A rare case of perivascular epithelioid cell tumor (PEComa) of the pancreas diagnosed by endoscopic ultrasound.

A 49-year-old woman consulted her general practitioner (GP) regarding epigastric pain that she had experienced for 2 months. Physical examination and laboratory results were unremarkable. An abdominal ultrasound indicated a solid pancreatic tumor, which was confirmed on subsequent CT and MRI. Endoscopic ultrasound (EUS) showed a well-defined heterogeneous, predominantly hypoechoic mass in the pancreatic body, so a neuroendocrine tumor (NET) was suspected. However, EUS-guided fine-needle aspiration (EUS-FNA) was performed and based on (immuno-)histochemical findings, the extremely rare diagnosis of a perivascular epithelioid cell tumor (PEComa) of the pancreas was made. Due to the malignant potential of pancreatic PEComas, laparoscopic left-sided pancreatectomy was performed. We present a case diagnosed by preoperative EUS-FNA highlighting the clinical and endosonographic features which help to distinguish it from its most important differential diagnosis, neuroendocrine tumors (NETs) of the pancreas.

Introduction

Perivascular epithelioid cell tumors (PEComas) are mesenchymal cell neoplasms that can occur in every part of the human body 1 . PEComa of the pancreas is extremely rare, and to our knowledge within the English literature, there are 21 described and only five where diagnosed preoperatively by endoscopic ultrasound-guided fine-needle aspiration (EUS-FNA).

Video 1 PEComa in EUS. Doppler imaging, elastography, contrast-enhanced EUS, and contrast enhanced low mechanical index endosonography (CELMI-EUS).

Case report

A 49-year-old woman presented to her GP with diffuse abdominal pain localized in the right and left upper quadrant and intermittent watery diarrhea for the last 2 months. Apart from uterine myomatosis with occasional menorrhagia, the patient’s past medical history was unremarkable, and there was nothing of note in her family history. She was a smoker (30 pack-years), consumed little alcohol, and took proton pump inhibitors (PPIs) when required due to the above-mentioned pain; however, she did not experience any symptom relief.

Physical examination and routine laboratory results did not show any pathological findings apart from a mild iron deficiency anemia most likely due to the hypermenorrhea. Abdominal ultrasound performed by the GP showed a round, defined, 25mm hypoechogenic mass in the pancreatic body without dilation of the pancreatic duct which was confirmed on subsequent CT and MRI ( Fig. 1 ). As a pancreatic neuroendocrine tumor (NET) was suspected, Chromogranin A serum level was measured showing only a slight elevation of 145 µg/L (reference < 102 µg/L).

Fig. 1

 T1-weighted MRI of the abdomen showing a hypointense mass in the body of the pancreas.

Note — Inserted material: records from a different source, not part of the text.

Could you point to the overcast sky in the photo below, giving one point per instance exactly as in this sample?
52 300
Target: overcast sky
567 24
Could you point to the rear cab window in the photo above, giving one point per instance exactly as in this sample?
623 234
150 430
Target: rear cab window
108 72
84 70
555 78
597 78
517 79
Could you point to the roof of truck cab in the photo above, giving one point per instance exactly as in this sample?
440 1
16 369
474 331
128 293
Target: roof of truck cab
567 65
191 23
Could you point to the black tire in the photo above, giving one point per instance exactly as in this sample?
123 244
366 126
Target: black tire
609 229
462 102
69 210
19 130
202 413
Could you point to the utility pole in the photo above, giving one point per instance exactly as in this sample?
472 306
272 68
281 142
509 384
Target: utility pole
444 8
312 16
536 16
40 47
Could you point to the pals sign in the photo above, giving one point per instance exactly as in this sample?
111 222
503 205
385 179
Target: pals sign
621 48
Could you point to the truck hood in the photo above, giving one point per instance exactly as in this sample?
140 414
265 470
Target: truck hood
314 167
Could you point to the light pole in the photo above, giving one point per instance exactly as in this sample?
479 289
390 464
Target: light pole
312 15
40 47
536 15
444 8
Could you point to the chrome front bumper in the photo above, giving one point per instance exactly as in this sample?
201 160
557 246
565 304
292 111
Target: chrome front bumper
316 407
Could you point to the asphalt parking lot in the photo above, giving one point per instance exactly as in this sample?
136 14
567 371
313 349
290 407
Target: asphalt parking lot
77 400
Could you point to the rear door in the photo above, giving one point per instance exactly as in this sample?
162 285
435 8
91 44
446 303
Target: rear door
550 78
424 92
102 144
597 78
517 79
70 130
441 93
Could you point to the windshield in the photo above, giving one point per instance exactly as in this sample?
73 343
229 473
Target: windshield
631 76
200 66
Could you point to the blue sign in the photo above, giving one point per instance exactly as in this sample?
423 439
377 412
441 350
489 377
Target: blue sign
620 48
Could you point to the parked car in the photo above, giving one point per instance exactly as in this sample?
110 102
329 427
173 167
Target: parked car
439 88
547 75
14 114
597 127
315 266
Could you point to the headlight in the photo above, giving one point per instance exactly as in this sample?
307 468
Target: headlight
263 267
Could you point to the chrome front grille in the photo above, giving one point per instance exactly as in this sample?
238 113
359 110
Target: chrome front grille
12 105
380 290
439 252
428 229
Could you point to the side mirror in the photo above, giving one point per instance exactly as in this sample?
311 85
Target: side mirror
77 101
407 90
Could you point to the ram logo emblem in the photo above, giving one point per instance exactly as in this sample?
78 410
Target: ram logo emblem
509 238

We performed endoscopic ultrasound (EUS) (with Pentax radial scanner, Pentax EG36704URK, Pentax Europe, Hamburg, Germany) which confirmed the homogenous appearance of the pancreatic tissue but with a well-defined heterogeneous, predominantly hypoechoic mass with lateral shadowing in the pancreatic body and measuring 25 × 20 mm without dilation of the pancreatic duct (  Fig. 2 , Video 1 ). EUS elastography indicated that the lesion had a rather hard ( = blue) tissue appearance ( Fig. 3 , Video 1 ). With B-mode (power)-Doppler, the hypervascularity of the lesion could already be suspected. Contrast Enhanced Low Mechanical Index Endosonography (CELMI-EUS) (SonoVue, Bracco, Italy) showed a clear and long-lasting hyperperfusion with late “wash-out” of the lesion ( Video 1 ).

Fig. 2

 Endoscopic ultrasound (EUS) showing a well-defined heterogeneous, predominantly hypoechoic mass with lateral shadowing in the pancreatic body measuring 25 × 20 mm without dilation of the pancreatic duct.

Fig. 3

 Elastography indicated that the lesion had a rather hard (= blue) tissue appearance.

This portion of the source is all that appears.